Toll rises in Pakistan bomb blast

Pakistani police launch investigation after attempt on interior minister.

pakistan explosion
The bomber blew himself up just three metres away from the interior minister [Reuters]
Security guards blocked the attacker as he tried to get close to Sherpao, an intelligence official said. He detonated the bomb moments later.
 
Sherpao told Pakistan Television: “It was a target killing, and I was the target. It was a suicide attack. I have suffered minor injuries.
 
“It was not a big bang, it was a thud, but the impact was massive.
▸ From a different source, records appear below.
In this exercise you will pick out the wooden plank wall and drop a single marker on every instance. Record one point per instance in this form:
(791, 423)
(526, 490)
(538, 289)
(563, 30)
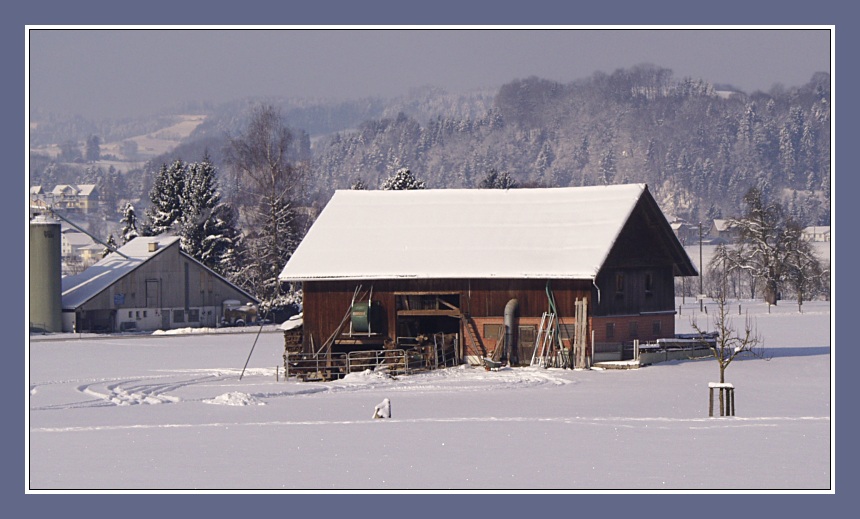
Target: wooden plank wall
(327, 302)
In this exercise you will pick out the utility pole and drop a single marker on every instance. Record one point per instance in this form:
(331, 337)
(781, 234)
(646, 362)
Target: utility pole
(701, 289)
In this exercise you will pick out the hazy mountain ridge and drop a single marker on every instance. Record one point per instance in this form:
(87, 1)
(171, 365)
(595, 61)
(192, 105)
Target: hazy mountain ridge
(698, 148)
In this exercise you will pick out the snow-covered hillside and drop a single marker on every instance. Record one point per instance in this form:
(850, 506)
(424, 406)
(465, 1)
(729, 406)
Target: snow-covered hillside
(170, 412)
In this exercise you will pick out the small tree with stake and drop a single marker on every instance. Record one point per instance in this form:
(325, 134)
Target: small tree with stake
(729, 342)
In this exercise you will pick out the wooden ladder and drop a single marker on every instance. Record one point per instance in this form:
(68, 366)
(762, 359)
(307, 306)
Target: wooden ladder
(469, 325)
(542, 355)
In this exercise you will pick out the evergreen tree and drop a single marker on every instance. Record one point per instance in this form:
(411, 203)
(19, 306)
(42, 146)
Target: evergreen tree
(93, 148)
(260, 156)
(111, 246)
(402, 180)
(166, 198)
(198, 198)
(222, 247)
(493, 180)
(607, 167)
(129, 224)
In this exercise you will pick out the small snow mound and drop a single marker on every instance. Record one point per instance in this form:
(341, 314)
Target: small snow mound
(367, 375)
(234, 398)
(293, 322)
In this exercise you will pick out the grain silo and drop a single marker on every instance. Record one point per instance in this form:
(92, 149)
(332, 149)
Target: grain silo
(45, 275)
The attacker was apparently walking behind us.”
 
Sherpao’s son also suffered minor injuries in the attack.
 

“It is a continuation of what is going on in our tribal areas and across the border in Afghanistan”

Asif Iqbal Daudzai, information minister for the provincial government

One of Sherpao’s aides and several of his security detail were killed, and police said they had found the head and torso of the bomber.

 
Asif Iqbal Daudzai, information minister for the provincial government, said: “We have got the severed head of the bomber, and it is identifiable. He appears to be between 30 and 35-years old.
 
“It is a continuation of what is going on in our tribal areas and across the border in Afghanistan,” Daudzai told Reuters.
 

Sherpao was the target of a previous attack on April 28, 2007. He was injured in that attack, as well.

 

 Sherpao, 63, is also the head of Pakistan People’s Party.

 

War on terrorism

 

Speaking to reporters in Peshawar, Sherpao declined to speculate on who was behind the attack but said that the “war against extremism and terrorism will continue”.

 

Meanwhile, Kamal Hyder, Al Jazeera’s Pakistan correspondent, said Sherpao had faced heavy criticism for his handling of the country’s security.

 

He had also made enemies among the Afghan population for forcing many of them out of the country, Hyder reported.

 

The border province has a large community of Afghan refugees, most living in camps.

 

Pakistan has been plagued by bomb attacks by following a decision by Pervez Musharraf, the president, in 2001 to join a US-led “war on terrorism”. There were a number of suicide attacks earlier this year, including one in the capital, Islamabad.

 

Musharraf himself has survived at least three al Qaeda-inspired assassination attempts.

 

Karzai calls Sherpao

 

Hamid Karzai, the Afghan president, has telephoned Sherpao, a fellow ethnic Pashtun, soon after the attack to ask how he was.

 

North West Frontier province is one of the most volatile regions of Pakistan.

 

Al-Qaeda and the Taliban have drawn support from the independent tribesmen there, particularly in North and South Waziristan, the poorest of Pakistan‘s seven semi-autonomous tribal regions.

 

A missile strike in Saidgai village in North Waziristan on Friday killed at least three anti-government fighters and wounded two others, according to an intelligence official.

 

On Sunday, a soldier was killed when suspected militants fired a rocket on an army post near Saidgai, intelligence officials said.